DATAFORSEO_DAILY_BUDGET = "25.00"
Reducing Costs
-
Use rules-only classification first:
- Rules engine is FREE
- Only escalate to LLM when needed
-
Leverage SERP data for ranking URLs:
- Avoids $0.001+ content fetch per URL
- Uses title/description from DataForSEO
-
Enable Vectorize learning:
- High-confidence classifications teach the system
- Reduces LLM calls over time
-
Set appropriate limits:
{
"backlinks_limit": 100,
"keywords_limit": 100
}
Debug Endpoints
Classification Debugging
| Endpoint | Method | Purpose |
|---|---|---|
/api/admin/classifier/classify | POST | Classify single URL (full pipeline) |
/api/admin/classifier/classify-rules | POST | Rules engine only (FREE) |
/api/admin/classifier/classify-llm | POST | LLM stage only |
/api/admin/classifier/debug-content | POST | Debug content fetch |
/api/admin/classifier/parse-content | POST | Parse page content |
/api/admin/classifier/test | GET | Test with sample URLs |
/api/admin/classifier/stats | GET | Index and seed stats |
Domain Debugging
| Endpoint | Method | Purpose |
|---|---|---|
/api/admin/domains/status?domain=X | GET | Check onboarding status |
/api/admin/domains/list | GET | List domains with filters |
/api/admin/domains/classification-failures | GET | View failed classifications |
/api/admin/domains/recent-onboards | GET | Recent onboarding history |
/api/admin/domains/properties?domain_id=X | GET | Get brand properties |
Queue Debugging
| Endpoint | Method | Purpose |
|---|---|---|
/api/admin/queues/status | GET | All queue statuses |
/api/admin/domains/queue-classification | POST | Queue URLs for classification |
/api/admin/domains/reclassify-all | POST | Reclassify URLs matching criteria |
Cost Debugging
| Endpoint | Method | Purpose |
|---|---|---|
/api/admin/costs | GET | Overall cost stats |
/api/admin/costs/daily | GET | Daily breakdown |
/api/admin/costs/recent | GET | Recent cost entries |
/api/admin/costs/zenrows | GET | ZenRows quota status |
/api/admin/costs/summary | GET | Comprehensive summary |
Workflow Debugging
| Endpoint | Method | Purpose |
|---|---|---|
/api/admin/workflow/<type>/<id> | GET | Workflow status |
/api/admin/workflow/<type>/<id>/history | GET | Workflow step history |
Logging
Viewing Logs
Real-time logs:
wrangler tail --format pretty
Filtered by tag:
wrangler tail --format pretty --search "url-classify"
Log Prefixes
| Prefix | Component |
|---|---|
[url-classify] | URL classification consumer |
[domain-classify] | Domain classification consumer |
[domain-onboard] | Domain onboarding consumer |
[admin-*] | Admin endpoints |
[workflow] | Workflow execution |
[cache] | Cache operations |
[dataforseo] | DataForSEO API calls |
What to Look For
Successful classification:
[url-classify] Classified URL example.com: page_type=blog_post, channel=media (85% confidence, $0.000100)
Failed classification:
[url-classify] Error processing classify_url, retrying (2 left): URL not found in database
[url-classify] Giving up on classify_url after 3 attempts: timeout
Queue processing:
[url-classify] Batch complete: 45/50 succeeded (PARALLEL), 5 target URLs, cost: $0.004500
Workflow progress:
[domain-onboard] Starting onboarding for domain: example.com (id: 123)

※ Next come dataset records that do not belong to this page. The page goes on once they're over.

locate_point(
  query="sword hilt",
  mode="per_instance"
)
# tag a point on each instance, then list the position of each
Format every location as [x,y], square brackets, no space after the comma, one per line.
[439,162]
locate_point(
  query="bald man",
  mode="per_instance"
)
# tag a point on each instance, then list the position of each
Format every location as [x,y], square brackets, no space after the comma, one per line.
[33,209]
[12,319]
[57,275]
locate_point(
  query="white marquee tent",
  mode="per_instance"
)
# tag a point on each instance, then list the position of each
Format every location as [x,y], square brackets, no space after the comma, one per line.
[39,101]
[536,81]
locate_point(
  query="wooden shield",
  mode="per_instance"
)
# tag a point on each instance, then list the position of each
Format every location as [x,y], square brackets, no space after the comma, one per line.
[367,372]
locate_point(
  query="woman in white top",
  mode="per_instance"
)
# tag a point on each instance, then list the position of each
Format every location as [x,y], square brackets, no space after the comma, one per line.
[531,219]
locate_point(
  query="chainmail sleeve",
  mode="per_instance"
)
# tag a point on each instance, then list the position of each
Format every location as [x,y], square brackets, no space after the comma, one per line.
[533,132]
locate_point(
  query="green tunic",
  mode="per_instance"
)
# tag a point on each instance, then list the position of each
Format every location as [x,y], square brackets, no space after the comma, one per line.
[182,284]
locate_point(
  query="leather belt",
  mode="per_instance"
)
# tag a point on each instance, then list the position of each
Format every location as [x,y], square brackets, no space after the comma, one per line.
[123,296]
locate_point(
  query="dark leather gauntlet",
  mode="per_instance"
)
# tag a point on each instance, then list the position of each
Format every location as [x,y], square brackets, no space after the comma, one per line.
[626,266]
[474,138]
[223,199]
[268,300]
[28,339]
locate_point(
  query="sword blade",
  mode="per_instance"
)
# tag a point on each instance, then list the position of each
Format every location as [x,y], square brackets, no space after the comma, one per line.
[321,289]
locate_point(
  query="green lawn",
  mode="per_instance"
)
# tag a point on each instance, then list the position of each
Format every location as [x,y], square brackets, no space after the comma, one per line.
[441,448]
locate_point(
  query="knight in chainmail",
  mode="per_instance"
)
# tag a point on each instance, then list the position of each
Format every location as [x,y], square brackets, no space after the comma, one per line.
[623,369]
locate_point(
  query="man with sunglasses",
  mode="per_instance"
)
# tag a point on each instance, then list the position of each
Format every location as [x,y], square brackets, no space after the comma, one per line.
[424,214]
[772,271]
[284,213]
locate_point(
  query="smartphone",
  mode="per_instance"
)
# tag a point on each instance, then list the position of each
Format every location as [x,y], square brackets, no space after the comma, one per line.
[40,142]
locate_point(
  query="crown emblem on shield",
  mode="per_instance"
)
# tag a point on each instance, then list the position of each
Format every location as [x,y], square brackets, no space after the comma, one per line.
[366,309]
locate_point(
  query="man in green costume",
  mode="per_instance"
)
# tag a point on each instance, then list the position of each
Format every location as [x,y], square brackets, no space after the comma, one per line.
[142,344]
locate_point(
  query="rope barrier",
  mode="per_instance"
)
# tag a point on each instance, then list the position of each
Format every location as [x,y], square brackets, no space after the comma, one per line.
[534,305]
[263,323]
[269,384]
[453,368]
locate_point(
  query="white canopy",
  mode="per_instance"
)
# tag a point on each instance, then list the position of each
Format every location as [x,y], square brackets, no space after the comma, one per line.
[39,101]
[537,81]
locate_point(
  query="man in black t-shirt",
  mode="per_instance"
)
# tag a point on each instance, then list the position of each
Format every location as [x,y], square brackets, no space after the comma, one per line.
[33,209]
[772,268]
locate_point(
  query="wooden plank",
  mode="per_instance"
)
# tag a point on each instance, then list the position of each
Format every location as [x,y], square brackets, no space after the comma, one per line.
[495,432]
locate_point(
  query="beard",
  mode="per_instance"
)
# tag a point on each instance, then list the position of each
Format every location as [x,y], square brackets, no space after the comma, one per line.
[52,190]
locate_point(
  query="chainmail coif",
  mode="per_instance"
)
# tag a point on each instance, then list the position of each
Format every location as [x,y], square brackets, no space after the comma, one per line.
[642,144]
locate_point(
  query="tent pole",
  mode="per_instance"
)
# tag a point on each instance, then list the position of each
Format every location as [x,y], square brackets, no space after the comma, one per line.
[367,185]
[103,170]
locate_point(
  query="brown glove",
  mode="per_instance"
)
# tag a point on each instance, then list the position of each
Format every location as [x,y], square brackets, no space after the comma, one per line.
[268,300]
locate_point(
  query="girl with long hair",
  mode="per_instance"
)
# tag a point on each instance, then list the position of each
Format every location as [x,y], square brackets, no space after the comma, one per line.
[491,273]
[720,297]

[domain-onboard] Fetched 100 backlinks
[domain-onboard] Stored 95 keywords
[domain-onboard] Finalized with status: completed
Log Levels
- info: Normal operations
- warn: Non-fatal issues (cache misses, retries)
- error: Failures requiring attention
Escalation Path
Level 1: Self-Service (0-15 minutes)
- Check this troubleshooting guide
- Verify configuration in
wrangler.toml - Check Cloudflare Dashboard for queue/worker status
- Review recent logs with
wrangler tail
Level 2: Investigation (15-60 minutes)
- Use debug endpoints to isolate issue
- Check external service status pages:
- Review recent deployments that may have introduced issues
- Check D1/KV/R2 metrics in Cloudflare Dashboard
Level 3: Engineering Escalation
When to escalate:
- Data loss or corruption suspected
- Security incident
- Persistent failures after Level 1-2 resolution attempts
- Cost overrun > 5x normal daily spend
Information to include:
- Timestamp of when issue started
- Affected domains/URLs
- Error messages from logs
- Steps already attempted
- Impact assessment (# of affected customers/operations)
Escalation contacts:
- Primary: On-call engineer (check PagerDuty/Slack)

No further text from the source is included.